Losing a spouse is never easy. After all, you planned a life together and shared a lifetime of memories and experiences. Because moving forward after a loss is understandably very difficult, it’s important that you give yourself time to grieve and process your loss.
When you’re ready to start thinking about financial decisions and what adjustments are needed, you’ll probably have many questions. You may be wondering what you need to know for retirement. We’ve put together information to help guide you through the next steps as you adjust your financial plans.
Assemble a Team
You don’t have to navigate this tough time on your own. To ensure nothing is overlooked, it may be a good idea to seek advice from resources such as a financial planner, a Farm Bureau agent, an accountant, an attorney and a banker.
Analyze Your Current Financial Needs
Without a doubt losing a spouse creates big changes in your daily routine, financial situation and many other ways. If you’re moving from two incomes to one, you may need to make adjustments to your monthly budget to ensure your basic needs are covered. Adjusting your budget may also include reassessing how much you’re saving for your retirement.
Assess Any Assets You’re Inheriting
- Life Insurance: If your spouse had a life insurance policy and you’re a beneficiary on the policy, you’ll need to contact the life insurance company and follow the appropriate steps for claiming the benefit. Generally, the beneficiary will not have to pay taxes on the death benefit.

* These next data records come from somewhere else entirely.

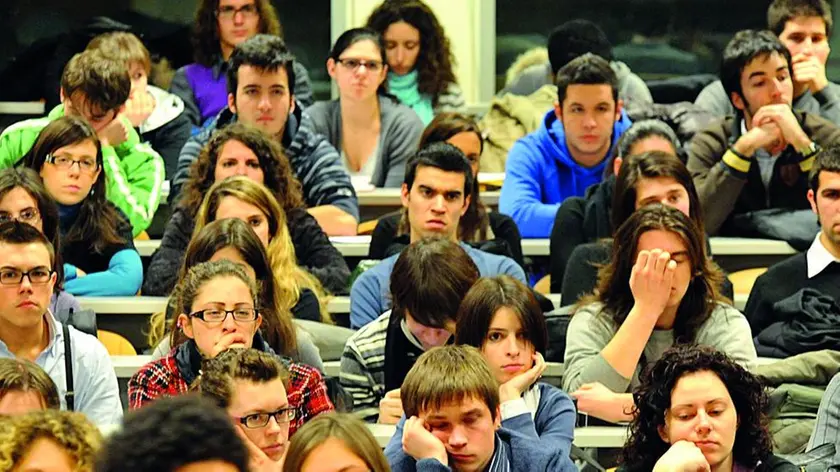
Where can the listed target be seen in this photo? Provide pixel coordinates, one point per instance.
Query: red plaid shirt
(162, 378)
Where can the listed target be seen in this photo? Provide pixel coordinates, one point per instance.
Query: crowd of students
(450, 342)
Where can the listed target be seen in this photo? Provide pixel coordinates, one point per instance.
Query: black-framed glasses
(216, 315)
(37, 276)
(259, 420)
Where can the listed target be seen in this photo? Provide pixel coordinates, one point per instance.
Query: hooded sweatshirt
(541, 173)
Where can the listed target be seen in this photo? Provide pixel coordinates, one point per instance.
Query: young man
(451, 400)
(804, 27)
(568, 152)
(96, 89)
(438, 183)
(819, 267)
(759, 158)
(429, 280)
(28, 330)
(261, 93)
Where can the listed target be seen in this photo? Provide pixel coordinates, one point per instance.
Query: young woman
(217, 311)
(698, 409)
(25, 387)
(24, 198)
(419, 58)
(97, 245)
(659, 289)
(238, 149)
(375, 134)
(478, 224)
(335, 442)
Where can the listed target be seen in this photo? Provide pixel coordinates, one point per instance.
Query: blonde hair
(290, 278)
(72, 431)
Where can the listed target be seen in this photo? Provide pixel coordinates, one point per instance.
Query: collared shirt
(818, 257)
(97, 393)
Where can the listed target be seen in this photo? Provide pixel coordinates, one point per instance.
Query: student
(157, 114)
(25, 387)
(57, 441)
(699, 409)
(251, 386)
(420, 59)
(261, 93)
(375, 133)
(803, 27)
(334, 442)
(429, 280)
(29, 331)
(438, 182)
(672, 297)
(183, 434)
(242, 150)
(220, 26)
(569, 151)
(96, 89)
(216, 302)
(452, 404)
(23, 198)
(478, 224)
(97, 247)
(759, 158)
(582, 220)
(819, 267)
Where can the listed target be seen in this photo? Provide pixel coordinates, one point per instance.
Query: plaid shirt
(162, 378)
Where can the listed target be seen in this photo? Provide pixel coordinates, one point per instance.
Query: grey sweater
(591, 329)
(399, 135)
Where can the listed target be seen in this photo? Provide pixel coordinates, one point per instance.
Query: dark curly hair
(435, 60)
(279, 178)
(205, 37)
(653, 399)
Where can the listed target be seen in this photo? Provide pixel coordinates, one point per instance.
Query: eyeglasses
(228, 12)
(354, 64)
(87, 166)
(37, 276)
(215, 315)
(259, 420)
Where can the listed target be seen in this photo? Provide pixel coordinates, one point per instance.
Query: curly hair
(435, 60)
(71, 431)
(205, 37)
(278, 174)
(653, 399)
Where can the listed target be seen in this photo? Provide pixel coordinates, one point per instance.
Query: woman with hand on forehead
(660, 289)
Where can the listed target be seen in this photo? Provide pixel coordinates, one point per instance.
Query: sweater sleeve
(521, 194)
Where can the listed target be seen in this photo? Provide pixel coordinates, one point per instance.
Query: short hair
(742, 49)
(827, 160)
(446, 375)
(575, 38)
(344, 427)
(16, 232)
(429, 280)
(71, 431)
(443, 156)
(219, 374)
(21, 375)
(170, 433)
(781, 11)
(486, 297)
(104, 82)
(123, 47)
(653, 398)
(587, 69)
(264, 52)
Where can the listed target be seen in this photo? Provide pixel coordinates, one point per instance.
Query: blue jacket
(540, 173)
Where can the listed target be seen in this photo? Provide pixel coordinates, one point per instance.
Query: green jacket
(134, 172)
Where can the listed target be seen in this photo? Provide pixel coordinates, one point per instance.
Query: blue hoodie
(540, 173)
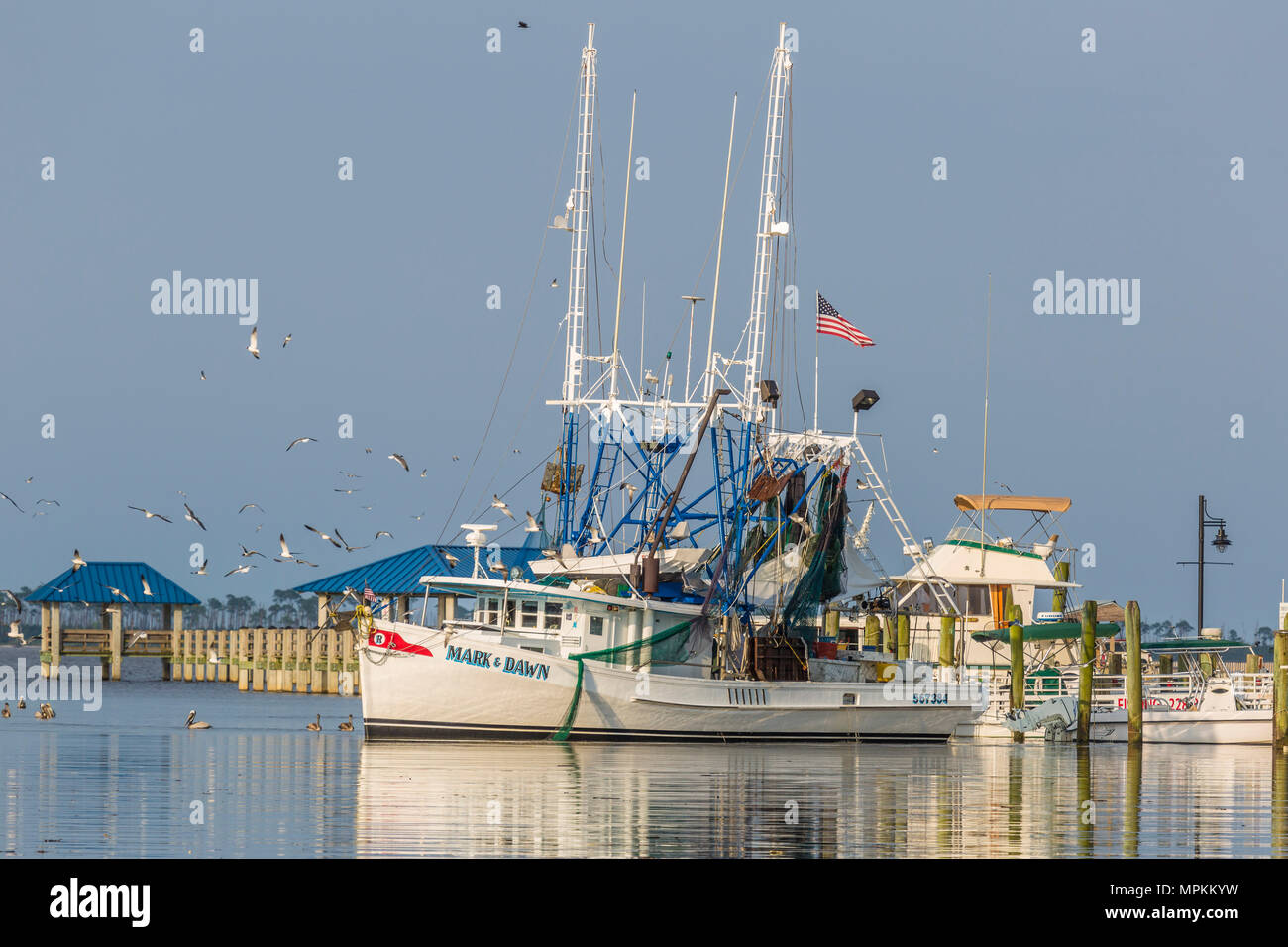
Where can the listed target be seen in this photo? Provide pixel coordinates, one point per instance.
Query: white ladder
(901, 527)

Ensuring your day-to-day expenses are covered is your first priority.
- Pension: If your spouse has a pension through a current or past employer, you’ll want to check to see if you’re entitled to those benefits as the surviving spouse.
- IRA or 401(k): If you’re the sole beneficiary of your spouse’s retirement account, there are several options to consider. Options may vary based on your spouse’s age, your age and whether or not your spouse had been taking required minimum distributions.
- The surviving spouse can elect to roll the deceased spouse’s retirement account (IRA or 401(k)) over to his or her own retirement account. With this option, all of the deferred income taxes will continue to be deferred until the surviving spouse makes withdrawals from the account.
- The surviving spouse can choose to leave the money with the 401(k) provider.
Consider Social Security Benefits
Generally when a spouse passes away, the surviving spouse can choose to take his or her own personal benefit or the deceased spouse’s survivor benefit. The amount of your survivors benefit is based on your spouse’s earnings. There are several factors that determine the benefit amount you are entitled to — if your spouse waited to take benefits until full retirement age or beyond, the survivor benefit is equal to 100 percent of the deceased spouse’s benefit. If your spouse took benefits at reduced rate before full retirement age, the survivor benefit is equal to the same reduced rate. The survivor benefit can start as early as age 60, but there may be a reduction in the benefit amount. The Social Security Administration has put together information to help you understand what benefit may be available to you.
When deciding between taking your personal benefit or the survivors benefit, you’ll want to consider what age you’ll claim the benefit and which benefit will yield higher payments. According to Kiplinger, the Center for Retirement Research at Boston College found most widows received a higher social security benefit by claiming the survivor benefit instead of their personal benefit.
Moving forward after losing a spouse is without a doubt a very difficult transition. It’s important to take steps at your own pace and take care of yourself and your family. Be sure you’ve taken the time you need to grieve before making any major financial decisions. When you decide you’re ready be sure to locate any important documents such as a will/estate plan and a Journal of Wishes and Records that can help you answer some of the tough questions.